Music: The Palomino offers live music of all genres—folk, blues, country, hip-hop, punk, rock, roots, garage, metal—both upstairs and downstairs at this downtown live-music venue on Friday and Saturday nights (Thursdays, too, from time to time). The cover is typically $10.

Patrons: You’ll see everyone here from businessmen rolling up their sleeves and tucking into mac ‘n cheese with pulled pork to metalheads thrashing downstairs to their favourite band.

Eat: The joint is famous for its barbecue and The Palomino Fat Ass Platter for four lets you sample a bit of everything: applewood-smoked pork, Alberta beef brisket, Kansas City ribs, smoked chicken, Palomino slaw, black-eyed peas, fries, smoked-cheddar grits, bacon-wrapped corn, potato mash and Jack Daniel’s apples.

Drink: Go southern-style and wash it down with a PBR.



Wine-Ohs_05Wine-Ohs Bistro & Cellar / Photo by George Webber

Wine-Ohs Bistro & Cellar

Vibe: Subterranean speakeasy. Slink into the back alley behind Calgary’s venerable Grain Exchange Building, head past the trash bins and look for the door discreetly marked “Cellar.” This is where you’ll find Wine-Ohs Bistro & Cellar. Clamber down the metal steps to the basement and enter one of the coziest live-music spaces in the city. In 2012, owner Alanna Martineau revamped the once-awkward space—formerly The Beatniq jazz club—into an intimate and stylish cellar that offers music six nights a week. Note that upstairs, the Bistro serves contemporary Canadian/French fare.

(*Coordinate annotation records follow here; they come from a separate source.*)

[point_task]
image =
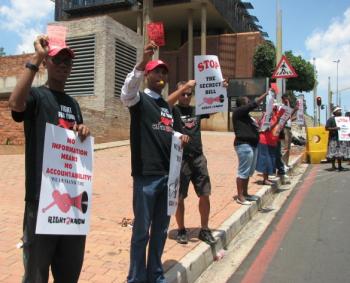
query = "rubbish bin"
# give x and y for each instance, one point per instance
(317, 142)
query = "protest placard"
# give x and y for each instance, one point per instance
(300, 112)
(344, 124)
(66, 183)
(156, 33)
(211, 96)
(174, 173)
(57, 36)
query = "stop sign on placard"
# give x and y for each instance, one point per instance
(284, 70)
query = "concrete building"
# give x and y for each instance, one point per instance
(107, 37)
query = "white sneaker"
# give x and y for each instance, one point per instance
(285, 179)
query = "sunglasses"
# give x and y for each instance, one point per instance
(59, 60)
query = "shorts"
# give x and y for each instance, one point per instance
(247, 156)
(195, 169)
(63, 253)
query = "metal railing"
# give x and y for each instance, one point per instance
(83, 4)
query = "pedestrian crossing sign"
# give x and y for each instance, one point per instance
(284, 69)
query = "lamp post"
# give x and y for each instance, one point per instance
(338, 99)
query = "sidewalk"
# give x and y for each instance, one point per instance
(107, 249)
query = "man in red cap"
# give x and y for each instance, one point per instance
(151, 131)
(36, 106)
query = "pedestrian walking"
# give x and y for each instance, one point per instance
(151, 131)
(36, 106)
(246, 141)
(194, 164)
(337, 150)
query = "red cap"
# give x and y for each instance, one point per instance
(55, 49)
(151, 65)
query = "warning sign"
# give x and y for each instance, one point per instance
(284, 69)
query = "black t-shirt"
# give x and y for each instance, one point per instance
(245, 128)
(333, 134)
(43, 106)
(191, 126)
(151, 131)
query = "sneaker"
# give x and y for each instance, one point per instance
(181, 237)
(285, 179)
(206, 236)
(251, 198)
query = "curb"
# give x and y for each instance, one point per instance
(192, 265)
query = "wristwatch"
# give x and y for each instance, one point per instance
(32, 67)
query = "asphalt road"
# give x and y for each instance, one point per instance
(309, 239)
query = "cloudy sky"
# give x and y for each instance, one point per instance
(317, 29)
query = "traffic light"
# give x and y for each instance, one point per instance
(318, 101)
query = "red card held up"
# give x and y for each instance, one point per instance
(156, 33)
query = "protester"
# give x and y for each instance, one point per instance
(151, 131)
(36, 106)
(246, 140)
(337, 150)
(287, 140)
(194, 164)
(267, 148)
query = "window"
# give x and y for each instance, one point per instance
(81, 80)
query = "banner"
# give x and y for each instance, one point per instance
(156, 33)
(344, 124)
(270, 98)
(174, 173)
(300, 112)
(211, 96)
(66, 183)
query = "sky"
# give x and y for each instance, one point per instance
(317, 29)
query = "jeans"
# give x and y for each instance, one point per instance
(63, 253)
(247, 155)
(151, 222)
(279, 160)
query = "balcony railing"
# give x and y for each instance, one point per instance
(80, 5)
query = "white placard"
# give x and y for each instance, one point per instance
(344, 124)
(66, 183)
(174, 173)
(270, 98)
(211, 96)
(300, 112)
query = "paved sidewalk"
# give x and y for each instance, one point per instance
(107, 250)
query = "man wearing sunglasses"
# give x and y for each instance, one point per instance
(194, 165)
(36, 106)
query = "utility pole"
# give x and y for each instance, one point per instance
(315, 93)
(338, 98)
(279, 82)
(329, 108)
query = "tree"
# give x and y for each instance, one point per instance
(264, 60)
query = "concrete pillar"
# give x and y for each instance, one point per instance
(190, 45)
(203, 29)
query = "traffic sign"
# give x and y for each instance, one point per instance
(284, 69)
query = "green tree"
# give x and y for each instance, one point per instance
(264, 60)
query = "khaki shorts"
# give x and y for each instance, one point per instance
(195, 170)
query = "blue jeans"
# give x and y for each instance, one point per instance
(150, 226)
(247, 155)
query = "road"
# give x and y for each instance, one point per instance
(307, 240)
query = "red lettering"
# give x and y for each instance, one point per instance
(68, 165)
(206, 64)
(70, 141)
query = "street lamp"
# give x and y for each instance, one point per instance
(338, 99)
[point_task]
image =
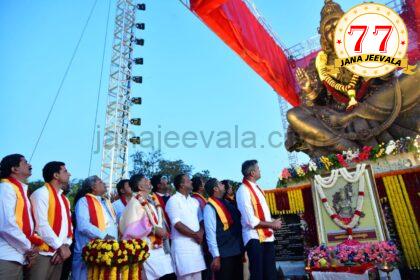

Music: “Roots” pretty much sums it up; sometimes there’s jazz or rock on tap. There’s a roster of regular house bands playing mid-week, with The T. Buckley Band taking the stage every Tuesday, Lee Taylor hosting an open mic event called Drunken Promises on Wednesdays and Tom Phillips holding court on Fridays during happy hour. Weekends are devoted to feature acts with a 50/50 split between local and touring artists. Watch the likes of Derek Miller, a Juno Award-winning aboriginal artist from Ontario, or Shawn McCann, formerly of Great Big Sea. The weekend cover is $10 to $20; no cover charge for house bands on week nights.

Patrons: Canoodling couples, buddies out for a pint, girlfriends catching up over vino, singletons—all are welcome and made to feel perfectly comfortable.

Eat: Satisfy your salty tooth by building your own charcuterie platter or nibbling house-made potato chips and dip, truffled popcorn, duck wings or mixed olives in a gin marinade.

Drink: With a name like Wine-Ohs, that’s a slam dunk. There’s an inspired wine list with lots of old world/new world wines by the glass to choose from. Very civilized.